New York and DC Police Search for Serial Killer
WASHINGTON — The mayors of Washington, D.C., and New York City released a statement Sunday saying they are tracking what appears to be a serial killer who is attacking homeless people at random in both cities.
Police blame at least six shootings or stabbings, three of them fatal, on a single man.
Another round of shootings on Saturday in New York is being investigated for possible links to the same assailant.
The federal Bureau of Alcohol, Tobacco, Firearms and Explosives has joined the investigation. The agency is offering a $45,000 reward for information leading to the arrest and prosecution of the suspected killer.
“As our law enforcement agencies work quickly with federal partners to locate the suspect, we are also calling on unsheltered residents to seek shelter,” Washington, D.C., Mayor Muriel Bowser and New York City Mayor Eric Adams said in a joint statement. “Again, it is heartbreaking and tragic to know that in addition to all the dangers that unsheltered residents face, we now have a cold-blooded killer on the loose, but we are certain that we will get the suspect off the street and into police custody.”

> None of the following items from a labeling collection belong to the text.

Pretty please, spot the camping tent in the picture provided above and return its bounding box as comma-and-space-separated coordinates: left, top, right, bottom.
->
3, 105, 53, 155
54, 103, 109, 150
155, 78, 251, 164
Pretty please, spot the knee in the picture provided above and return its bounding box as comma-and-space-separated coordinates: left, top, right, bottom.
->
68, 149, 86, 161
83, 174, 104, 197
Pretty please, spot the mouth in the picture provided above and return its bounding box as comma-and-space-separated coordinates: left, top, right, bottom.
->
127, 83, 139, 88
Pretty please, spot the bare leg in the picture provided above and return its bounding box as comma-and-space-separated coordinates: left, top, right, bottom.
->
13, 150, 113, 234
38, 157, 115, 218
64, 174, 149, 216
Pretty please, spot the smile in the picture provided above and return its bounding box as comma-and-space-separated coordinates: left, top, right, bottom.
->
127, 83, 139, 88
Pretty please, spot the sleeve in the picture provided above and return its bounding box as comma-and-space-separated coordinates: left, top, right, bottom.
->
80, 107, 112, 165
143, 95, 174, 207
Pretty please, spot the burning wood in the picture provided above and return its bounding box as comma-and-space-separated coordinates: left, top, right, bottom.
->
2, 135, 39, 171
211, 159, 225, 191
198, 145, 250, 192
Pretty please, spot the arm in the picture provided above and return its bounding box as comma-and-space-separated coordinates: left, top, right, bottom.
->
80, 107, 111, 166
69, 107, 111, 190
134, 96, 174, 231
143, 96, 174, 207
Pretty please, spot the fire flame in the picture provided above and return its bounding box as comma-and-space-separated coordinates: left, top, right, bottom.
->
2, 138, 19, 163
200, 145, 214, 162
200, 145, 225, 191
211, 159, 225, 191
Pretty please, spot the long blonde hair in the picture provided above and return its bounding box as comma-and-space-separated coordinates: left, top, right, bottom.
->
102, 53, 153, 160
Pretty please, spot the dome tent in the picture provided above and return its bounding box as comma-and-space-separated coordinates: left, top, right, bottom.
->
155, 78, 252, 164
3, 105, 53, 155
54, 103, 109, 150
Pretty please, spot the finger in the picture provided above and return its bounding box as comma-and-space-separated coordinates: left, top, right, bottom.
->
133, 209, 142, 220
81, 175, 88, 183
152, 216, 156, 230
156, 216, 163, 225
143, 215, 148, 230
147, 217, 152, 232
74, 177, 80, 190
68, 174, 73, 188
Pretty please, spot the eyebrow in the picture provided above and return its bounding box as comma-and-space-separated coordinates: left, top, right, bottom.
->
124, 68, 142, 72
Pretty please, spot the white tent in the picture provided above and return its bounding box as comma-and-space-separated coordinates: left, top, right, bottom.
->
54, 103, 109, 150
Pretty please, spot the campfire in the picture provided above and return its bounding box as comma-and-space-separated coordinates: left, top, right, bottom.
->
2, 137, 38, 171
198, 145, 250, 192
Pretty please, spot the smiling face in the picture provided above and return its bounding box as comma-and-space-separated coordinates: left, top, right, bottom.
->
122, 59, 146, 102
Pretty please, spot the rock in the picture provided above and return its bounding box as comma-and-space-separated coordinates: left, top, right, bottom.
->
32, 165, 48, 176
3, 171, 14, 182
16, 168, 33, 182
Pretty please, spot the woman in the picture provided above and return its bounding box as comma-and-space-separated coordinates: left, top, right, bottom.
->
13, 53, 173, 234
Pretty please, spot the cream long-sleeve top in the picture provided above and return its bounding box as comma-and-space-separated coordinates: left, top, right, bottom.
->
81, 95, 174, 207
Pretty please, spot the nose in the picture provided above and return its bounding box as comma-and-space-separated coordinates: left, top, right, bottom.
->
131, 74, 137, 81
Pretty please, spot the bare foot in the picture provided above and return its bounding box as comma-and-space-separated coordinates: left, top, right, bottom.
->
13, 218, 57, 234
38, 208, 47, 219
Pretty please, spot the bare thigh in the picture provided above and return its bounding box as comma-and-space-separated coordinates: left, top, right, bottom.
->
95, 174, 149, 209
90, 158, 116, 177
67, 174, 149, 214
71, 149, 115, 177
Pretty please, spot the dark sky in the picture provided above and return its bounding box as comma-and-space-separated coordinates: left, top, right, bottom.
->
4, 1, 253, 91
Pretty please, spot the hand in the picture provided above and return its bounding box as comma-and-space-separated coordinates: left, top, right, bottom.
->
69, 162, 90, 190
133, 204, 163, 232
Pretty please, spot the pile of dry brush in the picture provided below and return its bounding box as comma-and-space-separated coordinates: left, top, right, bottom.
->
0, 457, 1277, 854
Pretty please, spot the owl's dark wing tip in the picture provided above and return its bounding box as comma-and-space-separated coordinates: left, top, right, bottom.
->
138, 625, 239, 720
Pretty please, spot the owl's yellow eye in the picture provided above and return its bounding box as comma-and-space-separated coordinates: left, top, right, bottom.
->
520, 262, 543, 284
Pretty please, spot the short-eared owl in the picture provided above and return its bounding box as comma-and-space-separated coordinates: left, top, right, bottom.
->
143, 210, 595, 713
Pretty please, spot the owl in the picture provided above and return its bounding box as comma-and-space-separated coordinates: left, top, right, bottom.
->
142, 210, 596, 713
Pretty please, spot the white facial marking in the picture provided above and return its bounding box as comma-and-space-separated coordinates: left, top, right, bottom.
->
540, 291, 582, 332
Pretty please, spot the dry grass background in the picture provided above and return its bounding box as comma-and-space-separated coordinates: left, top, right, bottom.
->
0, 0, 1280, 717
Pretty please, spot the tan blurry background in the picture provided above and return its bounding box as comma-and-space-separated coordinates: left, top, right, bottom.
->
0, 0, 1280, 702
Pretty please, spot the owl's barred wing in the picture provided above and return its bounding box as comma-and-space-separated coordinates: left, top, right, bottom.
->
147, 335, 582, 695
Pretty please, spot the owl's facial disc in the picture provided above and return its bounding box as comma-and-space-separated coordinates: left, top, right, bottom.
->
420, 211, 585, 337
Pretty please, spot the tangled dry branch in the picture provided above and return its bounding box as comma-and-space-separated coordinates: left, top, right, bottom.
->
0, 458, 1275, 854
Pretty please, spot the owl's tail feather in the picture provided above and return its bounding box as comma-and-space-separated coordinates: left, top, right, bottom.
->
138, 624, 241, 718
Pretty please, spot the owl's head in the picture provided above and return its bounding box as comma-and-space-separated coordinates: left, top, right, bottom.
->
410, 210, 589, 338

The shootings are prompting officials in both cities to reconsider their policies on protecting homeless persons.
In Washington, the city council has moved in recent months to shut down homeless camps, which has the effect of scattering the residents and forcing some to sleep unprotected on streets.
Now council members are considering whether to allow the camps to reopen as a way of keeping homeless people together in a place where police can monitor them better.
During hearings in November to weigh options, Deputy Mayor Wayne Turnage told council members the number of homeless encampments grew 40% in the previous year. He put part of the blame on the economic recession and loss of jobs caused by the COVID-19 pandemic.
So far, much of the city’s effort has been directed at giving homeless persons vouchers for temporary housing at public housing facilities or in low-rent apartments.
Critics of the program, called Coordinated Assistance and Resources for Encampments, or CARE, described it as a short-term solution.
One 37-year-old homeless man testified to the council by video link to say, “I’ve been homeless for seven years. Where are we supposed to go, a crowded bus stop? Or put a blanket on the street?”
In New York, many of the homeless people take refuge in the city’s vast subway system.
The city has been sending police and mental health workers into the system in recent weeks to clear them out. Police are enforcing rules that prohibit them from sleeping on trains or riding the same lines all night.
City and state officials say the rise in homeless persons created by the pandemic is frightening away other persons who want to ride the transit system to get home or to their jobs.
In the first suspected attack on a homeless person March 3, Washington police were called to a downtown neighborhood for a report of an adult male victim with gunshot wounds. He was transported to a hospital with non-life-threatening injuries.
The first fatality was reported March 9 in Washington, when police saw a tent in a homeless encampment on fire. Further investigation revealed a deceased man inside who had been shot and stabbed multiple times.
In the shootings this weekend, a 38-year-old man was shot in the arm while sleeping on a street near the Empire State Building in New York City Saturday morning. He survived but a second homeless man suffered fatal “gunshot wounds to the head and neck” hours later, police said.
Washington Police Chief Robert Contee issued a statement Sunday saying, “From the first incident, the Metropolitan Police have spared no resources in our efforts to identify the suspect behind these cowardly acts. We are committed to sharing every investigative path, clue and piece of evidence with our law enforcement partners to bring this investigation to a swift conclusion and the individual behind these vicious crimes to justice.”
Police also released photos of the suspect.